In response to Antarctic science community and funding agency management needs, USAP-DC recently designed and launched a new project catalog. This registry of USAP projects and research products is designed to further support life cycle data management. Scientists are encouraged to register their projects when their award is initiated, and project pages are updated throughout their duration as data are archived and as publications become available. Data sets may be submitted to the USAP-DC or to external disciplinary repositories; in the latter case, links to externally hosted data sets are provided on the USAP-DC project pages.
Information on data sets and publications associated with research projects is also harvested through automated tools and Web services whenever possible, for example, using the Crossref system. This automation minimizes burdens on investigators by enabling USAP-DC to identify relevant publications long after a funding award ends without scientists needing to provide publication information themselves.
The consolidation of information about USAP research products over the life cycle of a project will make it simpler for individual researchers, especially in the context of large collaborative research groups, to keep track of data sets and related information produced during their projects.

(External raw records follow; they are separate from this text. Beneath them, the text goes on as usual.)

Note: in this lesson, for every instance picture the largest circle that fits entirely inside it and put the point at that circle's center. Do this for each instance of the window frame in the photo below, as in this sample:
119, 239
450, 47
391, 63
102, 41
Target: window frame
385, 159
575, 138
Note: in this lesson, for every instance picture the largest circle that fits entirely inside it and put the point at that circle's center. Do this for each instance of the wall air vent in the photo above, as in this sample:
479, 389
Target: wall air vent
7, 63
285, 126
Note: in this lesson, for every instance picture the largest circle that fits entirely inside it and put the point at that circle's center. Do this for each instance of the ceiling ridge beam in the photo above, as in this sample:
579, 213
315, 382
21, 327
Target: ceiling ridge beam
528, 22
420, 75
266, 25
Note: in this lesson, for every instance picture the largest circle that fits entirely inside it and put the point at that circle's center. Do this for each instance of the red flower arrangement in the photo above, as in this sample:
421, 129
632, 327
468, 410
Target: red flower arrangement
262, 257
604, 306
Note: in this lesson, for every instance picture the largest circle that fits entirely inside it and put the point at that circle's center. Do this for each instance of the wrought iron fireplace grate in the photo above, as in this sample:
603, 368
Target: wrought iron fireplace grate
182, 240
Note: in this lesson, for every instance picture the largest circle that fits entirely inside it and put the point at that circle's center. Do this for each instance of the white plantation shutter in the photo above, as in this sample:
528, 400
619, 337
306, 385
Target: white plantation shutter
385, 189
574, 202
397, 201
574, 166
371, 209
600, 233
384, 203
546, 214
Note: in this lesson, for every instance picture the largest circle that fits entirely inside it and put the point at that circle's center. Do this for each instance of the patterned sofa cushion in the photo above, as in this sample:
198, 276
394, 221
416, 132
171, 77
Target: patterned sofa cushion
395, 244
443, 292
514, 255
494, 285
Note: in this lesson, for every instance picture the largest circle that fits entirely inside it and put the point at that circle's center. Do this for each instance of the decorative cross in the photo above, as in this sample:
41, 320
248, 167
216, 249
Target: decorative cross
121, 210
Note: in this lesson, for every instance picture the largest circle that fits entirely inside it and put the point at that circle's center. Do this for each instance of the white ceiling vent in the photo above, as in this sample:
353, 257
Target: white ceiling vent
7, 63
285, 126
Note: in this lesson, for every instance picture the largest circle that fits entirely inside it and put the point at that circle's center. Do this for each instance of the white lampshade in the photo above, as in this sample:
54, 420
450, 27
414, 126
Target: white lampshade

All projects are registered by USAP-DC within the AMD by the end of the project funding periods so that USAP project information is fully integrated with this registry of other Antarctic data from the broader international community (Figure 2). Although data submission and project registration within the USAP-DC are designed for the NSF-funded U.S. academic community, access to the project catalog and data is open to the entire Antarctic research community.
A Growing Resource
In recent years, the data stewardship community—and, increasingly, journal publishers like AGU—has embraced findable, accessible, interoperable, and reusable (FAIR) data principles [Wilkinson et al., 2016]. These principles are intended as guidelines for data repositories to enhance reusability of their data collections, for example, by designing new infrastructure to optimize data usage, thereby facilitating new scientific insights from existing data.
New approaches for supporting reusability of researcher-based data collections like the USAP-DC Antarctic collection are particularly important, given the great diversity of data types, documentation, and file formats and the uniqueness of much of the content. USAP-DC is further enhancing reusability by ensuring that rich descriptive information about project contexts is also preserved. Another focus is to automate data documentation whenever possible to ease burdens of data submission on scientists and to grow the collection, which increases its value for new science applications.
In the future, more automated data harmonization and synthesis using researcher-based data collections will be possible with emerging approaches for interoperability of nonstandardized data and for automated generation of metadata from text documentation [e.g., Wilkinson et al., 2017]. With ongoing contributions from the Antarctic scientific community, the growing resource of multidisciplinary research data hosted at USAP-DC will be available for these new applications and to support new areas of discovery about this critical region in our rapidly changing world.
Any opinions, findings, conclusions, or recommendations expressed in this paper are those of the authors and do not necessarily reflect the views of NSF.